Herald & Review
- Type: Daily newspaper
- Format: Broadsheet
- Owner: Lee Enterprises
- Editor: Allison Petty
- Deputy editor: Scott Perry
- Founded: April 1872; 154 years ago
- Headquarters: 225 South Main Street Decatur, IL 62523
- Country: United States
- Circulation: 9,128 daily (as of 2023)
- OCLC number: 34924722
- Website: herald-review.com

= Herald & Review =

Daily newspaper based in Decatur, Illinois

The Herald & Review is a daily newspaper based in Decatur, Illinois. It is owned by Lee Enterprises.

The Herald & Review was named one of Editor & Publisher's "10 Newspapers That Do It Right" in 2019 for its use of government documents and public records to create substantive journalism.

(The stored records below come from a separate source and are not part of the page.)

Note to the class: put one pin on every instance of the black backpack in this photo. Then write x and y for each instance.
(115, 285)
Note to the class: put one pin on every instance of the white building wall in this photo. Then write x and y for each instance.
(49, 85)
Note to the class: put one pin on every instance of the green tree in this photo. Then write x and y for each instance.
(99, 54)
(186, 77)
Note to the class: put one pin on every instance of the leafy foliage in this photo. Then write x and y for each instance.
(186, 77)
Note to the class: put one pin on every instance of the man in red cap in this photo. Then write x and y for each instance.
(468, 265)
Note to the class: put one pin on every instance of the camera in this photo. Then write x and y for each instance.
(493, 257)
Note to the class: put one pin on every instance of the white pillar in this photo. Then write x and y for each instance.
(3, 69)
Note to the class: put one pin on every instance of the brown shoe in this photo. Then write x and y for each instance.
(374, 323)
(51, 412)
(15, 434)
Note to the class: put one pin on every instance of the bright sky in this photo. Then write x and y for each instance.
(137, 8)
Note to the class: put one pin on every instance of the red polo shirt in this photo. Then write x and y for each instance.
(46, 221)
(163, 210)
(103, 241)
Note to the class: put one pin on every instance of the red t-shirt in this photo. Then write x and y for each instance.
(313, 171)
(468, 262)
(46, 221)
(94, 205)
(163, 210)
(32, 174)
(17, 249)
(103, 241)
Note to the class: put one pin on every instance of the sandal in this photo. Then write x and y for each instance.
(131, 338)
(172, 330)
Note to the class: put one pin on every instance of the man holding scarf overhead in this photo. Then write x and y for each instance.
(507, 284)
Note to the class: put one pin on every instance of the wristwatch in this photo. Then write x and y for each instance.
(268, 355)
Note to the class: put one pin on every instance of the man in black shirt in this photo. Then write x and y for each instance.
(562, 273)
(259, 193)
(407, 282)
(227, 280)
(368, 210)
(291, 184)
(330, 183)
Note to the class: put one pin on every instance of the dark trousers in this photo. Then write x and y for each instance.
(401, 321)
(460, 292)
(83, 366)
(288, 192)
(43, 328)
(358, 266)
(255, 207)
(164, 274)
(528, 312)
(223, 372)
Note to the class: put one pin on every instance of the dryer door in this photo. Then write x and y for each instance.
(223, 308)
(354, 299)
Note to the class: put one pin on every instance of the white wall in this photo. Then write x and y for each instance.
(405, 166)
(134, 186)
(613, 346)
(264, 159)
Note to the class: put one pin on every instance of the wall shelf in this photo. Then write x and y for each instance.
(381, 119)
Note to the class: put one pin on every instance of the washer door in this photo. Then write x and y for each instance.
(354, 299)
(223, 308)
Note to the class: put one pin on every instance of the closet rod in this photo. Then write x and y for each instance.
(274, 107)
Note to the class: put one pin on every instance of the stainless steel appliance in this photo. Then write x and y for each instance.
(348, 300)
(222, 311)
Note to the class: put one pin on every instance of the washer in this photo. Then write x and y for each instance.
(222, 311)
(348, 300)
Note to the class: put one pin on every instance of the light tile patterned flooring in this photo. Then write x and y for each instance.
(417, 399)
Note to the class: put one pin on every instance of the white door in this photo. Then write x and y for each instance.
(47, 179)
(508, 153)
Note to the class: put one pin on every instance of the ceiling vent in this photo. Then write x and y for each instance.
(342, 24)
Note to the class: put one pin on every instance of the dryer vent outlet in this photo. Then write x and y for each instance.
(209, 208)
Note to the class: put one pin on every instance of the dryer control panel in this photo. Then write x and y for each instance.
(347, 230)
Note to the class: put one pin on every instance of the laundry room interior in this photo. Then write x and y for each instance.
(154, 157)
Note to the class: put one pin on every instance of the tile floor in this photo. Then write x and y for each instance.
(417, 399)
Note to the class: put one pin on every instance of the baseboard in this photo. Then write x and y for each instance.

In 2018, the Herald & Review was recognized by Editor & Publisher for digital growth and other initiatives. It also received top honors in the investigative reporting and public service categories in the Illinois Associated Press Media Editors 2017 newspaper contest.

The Herald & Review in August 2017 was one of 10 newsrooms chosen from across the country to receive a grant for watchdog training through Investigative Reporters and Editors Inc., a nonprofit organization dedicated to strengthening investigative journalism.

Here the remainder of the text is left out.